A rende onore a storicità, valenza architettonica e di ingegneria idraulica all’opera è l’International Commision on Irrigation and Drainage, che in occasione della nona conferenza asiatica di irrigazione e drenaggio tenutasi nel mese di settembre a Sydney, ha inserito l’infrastruttura tra gli strumenti di irrigazione e insieme alla Cascata delle Marmore, al fiume Clitunno e allo sportone di Maderno nel territorio comunale di Bevagna.

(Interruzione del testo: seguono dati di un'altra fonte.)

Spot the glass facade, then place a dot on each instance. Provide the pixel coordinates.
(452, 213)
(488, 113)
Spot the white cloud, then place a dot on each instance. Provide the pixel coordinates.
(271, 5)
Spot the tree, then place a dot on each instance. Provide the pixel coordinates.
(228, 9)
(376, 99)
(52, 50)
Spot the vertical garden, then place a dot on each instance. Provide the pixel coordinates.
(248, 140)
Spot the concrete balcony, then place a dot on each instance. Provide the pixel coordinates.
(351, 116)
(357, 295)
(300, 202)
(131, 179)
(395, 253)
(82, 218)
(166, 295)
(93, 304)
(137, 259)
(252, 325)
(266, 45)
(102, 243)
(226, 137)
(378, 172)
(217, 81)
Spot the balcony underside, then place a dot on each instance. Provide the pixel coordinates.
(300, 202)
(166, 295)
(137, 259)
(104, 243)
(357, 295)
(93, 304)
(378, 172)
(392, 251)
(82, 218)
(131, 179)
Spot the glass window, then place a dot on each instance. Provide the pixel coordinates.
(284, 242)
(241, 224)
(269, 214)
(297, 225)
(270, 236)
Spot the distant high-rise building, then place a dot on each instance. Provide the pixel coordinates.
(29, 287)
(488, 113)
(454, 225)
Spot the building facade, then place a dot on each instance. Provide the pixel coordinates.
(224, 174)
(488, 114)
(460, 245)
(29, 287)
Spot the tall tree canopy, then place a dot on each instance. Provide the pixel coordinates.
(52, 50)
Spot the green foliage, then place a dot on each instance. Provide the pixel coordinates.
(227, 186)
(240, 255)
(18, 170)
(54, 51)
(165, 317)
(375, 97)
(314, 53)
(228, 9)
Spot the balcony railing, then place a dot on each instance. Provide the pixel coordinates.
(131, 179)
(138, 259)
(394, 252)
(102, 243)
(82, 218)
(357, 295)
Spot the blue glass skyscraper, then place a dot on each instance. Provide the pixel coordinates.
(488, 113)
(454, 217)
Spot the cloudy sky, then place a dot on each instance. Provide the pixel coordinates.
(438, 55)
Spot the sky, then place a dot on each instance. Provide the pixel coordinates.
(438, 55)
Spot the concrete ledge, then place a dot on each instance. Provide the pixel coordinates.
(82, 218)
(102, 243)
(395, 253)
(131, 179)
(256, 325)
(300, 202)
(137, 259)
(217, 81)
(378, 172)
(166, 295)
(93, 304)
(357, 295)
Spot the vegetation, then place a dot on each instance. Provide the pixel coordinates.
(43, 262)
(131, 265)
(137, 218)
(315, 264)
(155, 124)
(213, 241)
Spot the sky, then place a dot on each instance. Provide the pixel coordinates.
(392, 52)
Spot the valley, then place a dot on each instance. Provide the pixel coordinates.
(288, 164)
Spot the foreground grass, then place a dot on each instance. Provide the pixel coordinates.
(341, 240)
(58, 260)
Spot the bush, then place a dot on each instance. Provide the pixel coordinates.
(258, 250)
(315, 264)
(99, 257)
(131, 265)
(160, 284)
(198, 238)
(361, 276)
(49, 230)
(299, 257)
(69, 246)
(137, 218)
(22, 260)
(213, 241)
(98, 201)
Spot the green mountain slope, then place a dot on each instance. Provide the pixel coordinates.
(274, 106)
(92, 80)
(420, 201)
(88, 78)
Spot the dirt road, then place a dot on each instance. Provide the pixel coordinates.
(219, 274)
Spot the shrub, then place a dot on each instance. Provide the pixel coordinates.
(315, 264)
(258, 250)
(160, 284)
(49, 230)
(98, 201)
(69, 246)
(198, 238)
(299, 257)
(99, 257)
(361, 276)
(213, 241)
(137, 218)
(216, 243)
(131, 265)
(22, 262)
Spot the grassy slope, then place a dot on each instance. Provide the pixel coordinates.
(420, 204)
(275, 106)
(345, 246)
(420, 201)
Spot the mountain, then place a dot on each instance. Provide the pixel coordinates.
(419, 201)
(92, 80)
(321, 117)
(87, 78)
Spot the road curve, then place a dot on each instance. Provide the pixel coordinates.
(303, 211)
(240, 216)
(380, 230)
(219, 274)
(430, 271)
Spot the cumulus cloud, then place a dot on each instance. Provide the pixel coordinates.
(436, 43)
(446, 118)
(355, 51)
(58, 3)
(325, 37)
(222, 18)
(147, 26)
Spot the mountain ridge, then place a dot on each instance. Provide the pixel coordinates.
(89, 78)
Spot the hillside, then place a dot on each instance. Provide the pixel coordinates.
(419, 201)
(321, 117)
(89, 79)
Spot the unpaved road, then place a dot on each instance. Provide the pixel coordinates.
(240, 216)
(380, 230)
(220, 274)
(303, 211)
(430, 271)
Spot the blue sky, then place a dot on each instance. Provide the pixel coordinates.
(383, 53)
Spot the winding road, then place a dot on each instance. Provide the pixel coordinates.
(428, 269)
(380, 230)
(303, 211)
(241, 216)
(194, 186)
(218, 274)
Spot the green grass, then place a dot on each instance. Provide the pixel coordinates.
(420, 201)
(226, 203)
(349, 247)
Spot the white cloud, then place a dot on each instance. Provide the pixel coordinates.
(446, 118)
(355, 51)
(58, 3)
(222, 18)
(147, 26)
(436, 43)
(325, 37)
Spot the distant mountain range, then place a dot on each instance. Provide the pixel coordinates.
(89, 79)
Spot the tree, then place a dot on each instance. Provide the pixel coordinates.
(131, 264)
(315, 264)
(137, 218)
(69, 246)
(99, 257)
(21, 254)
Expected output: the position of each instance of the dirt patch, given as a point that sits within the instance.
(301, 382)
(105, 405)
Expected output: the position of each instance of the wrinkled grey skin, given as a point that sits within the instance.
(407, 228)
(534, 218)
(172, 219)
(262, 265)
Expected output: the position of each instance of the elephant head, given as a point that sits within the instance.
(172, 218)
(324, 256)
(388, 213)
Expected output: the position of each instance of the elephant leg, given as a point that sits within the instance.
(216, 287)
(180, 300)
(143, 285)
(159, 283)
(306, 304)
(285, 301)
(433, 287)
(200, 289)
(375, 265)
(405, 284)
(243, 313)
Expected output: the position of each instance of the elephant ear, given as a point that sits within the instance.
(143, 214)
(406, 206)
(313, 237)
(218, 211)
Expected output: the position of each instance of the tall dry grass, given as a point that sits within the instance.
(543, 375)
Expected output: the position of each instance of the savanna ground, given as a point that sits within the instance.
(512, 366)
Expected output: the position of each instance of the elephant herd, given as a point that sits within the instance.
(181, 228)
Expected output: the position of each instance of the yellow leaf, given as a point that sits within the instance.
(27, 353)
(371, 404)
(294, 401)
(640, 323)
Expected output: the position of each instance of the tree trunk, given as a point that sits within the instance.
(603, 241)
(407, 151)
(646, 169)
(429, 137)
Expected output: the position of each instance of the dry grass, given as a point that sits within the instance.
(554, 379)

Il riconoscimento ottenuto ha il compito di ricostruire la storia delle opere, proteggerle e raccogliere notizie sulle strutture irrigue storiche.

Dal 2014 l’ICID ha dato avvio alla ricognizione di strutture da inserire nel patrimonio mondiale con l’obiettivo di salvaguardare e utilizzare al meglio le strutture di irrigazione, approfondire e celebrare la storia dell’ingegneria dell’irrigazione e la sua influenza sulla storia dell’umanità, ben 177 strutture hanno avuto l’onore di ricevere questo riconoscimento.

Naturalmente non tutte le opere possono essere insignite del riconoscimento ma devono rispettare alcuni requisiti, quali la storicità (avere oltre 100 anni), appartenere a determinate categorie, dighe, strutture di stoccaggio, sbarramenti, sistemi di canali, ruote idrauliche. Come ricorda la storia l’acquedotto di Monte Pacciano ha il compito di alimentare la fontana Maggiore di Perugia, fornire acqua per uso agricolo e potabile e alimentare i fontanili che nel corso dei secoli hanno punteggiato i 4 Km del suo percorso.

Attività a livello locale e riconoscimenti internazionali hanno sensibilizzato le istituzioni verso il recupero di questa storica infrastruttura dando vita a patti di collaborazione tra comune, cittadini e associazioni. Intraprendere questa strada impegna in ricerche storico culturali e documentali, redazione di bandi, invio di proposte di finanziamento, oltre a iniziative didattiche, che raccontino la storia, e una volta terminato il restauro nel supportare il comune nelle attività monitoraggio.

Dallo stato un riconoscimento economico per far decollare il recupero dell’opera

Più recentemente, nel 2024, l’obiettivo di dare nuova vita all’infrastruttura ha trovato effettiva concretizzazione. L’opera è risultata assegnataria della cifra di 900 mila euro da parte del Provveditorato per le Opere Pubbliche, che ha permesso la stipula di un patto di collaborazione con il comune di Perugia per il recupero di quello che resta in particolare delle arcate dello Spinello e di Ponte d’Oddi. In questo modo il comune si impegna nella redazione di piani di fattibilità tecnico economica da realizzarsi attraverso percorsi ciclo pedonali, nel reperire risorse per la messa in sicurezza e rendere accessibili i luoghi, mettere nero su bianco un progetto di restauro; inserire l’opera nel documento unico di programmazione; stipulare accordi con i proprietari dei terreni per poter accedere agli archi per gli interventi richiesti, effettuare la pulitura dalla vegetazione.